I am studying evanescent field and diffraction limit and I have one question.

Given a field $$U(x,y,0)$$ we can decompose into 2D plane waves.

$$U(x,y,0)= \int \int dk_x dk_y \tilde{U}(k_x,k_y) e^{+i(k_x x + k_yy)}$$

if we want to have $$U(x,y,z_0)$$ we can propagate each wave to the plane $$z_0$$ in this way.

$$U(x,y,z_0)= \int \int dk_x dk_y \tilde{U}(k_x,k_y) e^{+i(k_x x + k_yy)} e^{i k_z z_0}$$

This is clear to me.

It is not clear why $$k_z = \sqrt{ (\frac{2\pi}{\lambda})^2 - k_x^2 -k_y^2 }$$.

Why suddenly the plane waves should be monochromatic with wavelength $$\lambda$$ ?

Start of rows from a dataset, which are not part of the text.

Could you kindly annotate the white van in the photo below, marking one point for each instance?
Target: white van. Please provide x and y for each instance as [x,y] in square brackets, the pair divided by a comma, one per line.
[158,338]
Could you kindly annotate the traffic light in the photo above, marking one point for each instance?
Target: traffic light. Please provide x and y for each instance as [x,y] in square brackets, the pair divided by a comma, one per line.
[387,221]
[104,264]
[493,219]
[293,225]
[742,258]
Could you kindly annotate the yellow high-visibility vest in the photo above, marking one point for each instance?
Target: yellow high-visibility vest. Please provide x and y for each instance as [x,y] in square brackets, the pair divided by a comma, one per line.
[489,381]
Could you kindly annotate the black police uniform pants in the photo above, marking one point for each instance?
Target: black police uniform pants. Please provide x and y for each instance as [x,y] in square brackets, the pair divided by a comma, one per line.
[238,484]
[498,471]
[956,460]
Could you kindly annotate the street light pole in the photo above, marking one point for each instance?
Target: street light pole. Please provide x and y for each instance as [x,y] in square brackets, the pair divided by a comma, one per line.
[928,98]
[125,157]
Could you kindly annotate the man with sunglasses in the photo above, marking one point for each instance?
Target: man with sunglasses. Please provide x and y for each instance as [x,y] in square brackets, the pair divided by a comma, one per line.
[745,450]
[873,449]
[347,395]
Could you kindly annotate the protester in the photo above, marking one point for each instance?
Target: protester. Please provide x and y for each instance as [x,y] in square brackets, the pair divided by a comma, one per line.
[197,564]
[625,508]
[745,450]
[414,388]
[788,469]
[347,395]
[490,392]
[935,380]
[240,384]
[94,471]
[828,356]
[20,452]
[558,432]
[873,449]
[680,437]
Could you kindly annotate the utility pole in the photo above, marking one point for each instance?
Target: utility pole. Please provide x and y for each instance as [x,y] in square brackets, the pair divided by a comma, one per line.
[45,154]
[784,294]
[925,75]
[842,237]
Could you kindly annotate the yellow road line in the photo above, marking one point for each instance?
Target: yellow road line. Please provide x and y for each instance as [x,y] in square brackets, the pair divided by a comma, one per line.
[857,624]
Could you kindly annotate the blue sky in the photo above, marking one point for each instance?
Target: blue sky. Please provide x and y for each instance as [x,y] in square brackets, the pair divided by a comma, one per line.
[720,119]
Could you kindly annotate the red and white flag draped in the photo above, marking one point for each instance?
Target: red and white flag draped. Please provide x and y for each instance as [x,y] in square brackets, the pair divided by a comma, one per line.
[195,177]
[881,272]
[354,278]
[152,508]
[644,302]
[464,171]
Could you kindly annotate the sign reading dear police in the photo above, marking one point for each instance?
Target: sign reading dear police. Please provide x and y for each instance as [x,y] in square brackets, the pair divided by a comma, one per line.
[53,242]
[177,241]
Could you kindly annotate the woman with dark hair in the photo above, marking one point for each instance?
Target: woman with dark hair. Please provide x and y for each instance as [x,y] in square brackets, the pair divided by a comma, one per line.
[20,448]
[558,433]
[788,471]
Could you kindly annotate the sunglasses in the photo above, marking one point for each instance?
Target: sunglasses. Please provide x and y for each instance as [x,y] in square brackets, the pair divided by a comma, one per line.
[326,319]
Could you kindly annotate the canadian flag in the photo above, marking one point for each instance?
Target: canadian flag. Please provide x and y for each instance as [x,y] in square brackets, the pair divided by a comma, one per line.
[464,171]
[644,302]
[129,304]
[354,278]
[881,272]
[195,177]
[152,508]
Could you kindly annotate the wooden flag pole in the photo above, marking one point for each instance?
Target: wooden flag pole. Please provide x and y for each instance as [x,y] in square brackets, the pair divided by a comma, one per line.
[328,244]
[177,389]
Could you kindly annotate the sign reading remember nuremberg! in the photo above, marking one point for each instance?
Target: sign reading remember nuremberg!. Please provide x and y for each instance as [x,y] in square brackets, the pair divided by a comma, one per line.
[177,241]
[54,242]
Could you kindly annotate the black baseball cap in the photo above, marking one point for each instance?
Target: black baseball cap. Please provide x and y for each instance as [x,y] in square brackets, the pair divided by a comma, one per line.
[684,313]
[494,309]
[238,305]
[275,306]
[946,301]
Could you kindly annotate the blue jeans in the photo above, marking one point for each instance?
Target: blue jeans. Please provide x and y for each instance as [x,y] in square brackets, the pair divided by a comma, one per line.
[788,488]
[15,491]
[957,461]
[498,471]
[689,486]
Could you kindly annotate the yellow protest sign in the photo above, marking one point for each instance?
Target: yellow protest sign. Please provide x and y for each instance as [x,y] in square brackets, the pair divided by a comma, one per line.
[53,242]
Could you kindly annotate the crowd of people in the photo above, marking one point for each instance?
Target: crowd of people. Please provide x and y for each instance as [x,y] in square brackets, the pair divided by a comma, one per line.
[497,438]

The wave $$u(x,y,z,t)$$ satisfies the Helmholtz wave equation $$\frac{\partial^2u}{\partial x^2}+\frac{\partial^2u}{\partial y^2}+\frac{\partial^2u}{\partial z^2}-\frac{1}{c^2}\frac{\partial^2u}{\partial t^2}=0 \tag{1}\label {1}.$$ This equation is solved by plane waves of the form $$U(x,y,z,t) = A e^{\mathfrak j (\omega t - (k_x x+k_yy+k_zz))}\tag{2}\label {2}.$$ The dispresion relation between $$\omega$$ and $$\mathbf k(k_x,k_y,k_z)$$ can be had by substituting $$\eqref{2}$$ in to $$\eqref{1}$$ and noting that $$\frac{d^2 e^{\mathfrak jas}}{ds^2} = -a^2e^{\mathfrak jas}$$ : $$-\frac{\omega^2}{c^2}+ k_x^2+k_y^2+k_z^2=0$$ or
$$\left(\frac{2\pi}{\lambda}\right)^2 = k_x^2+k_y^2+k_z^2 \tag{3}\label {3}.$$ The values of $$\omega$$ or $$\mathbf k$$ are not restricted to be real numbers, they just have to satisfy the dipersion relation $$\eqref{3}$$.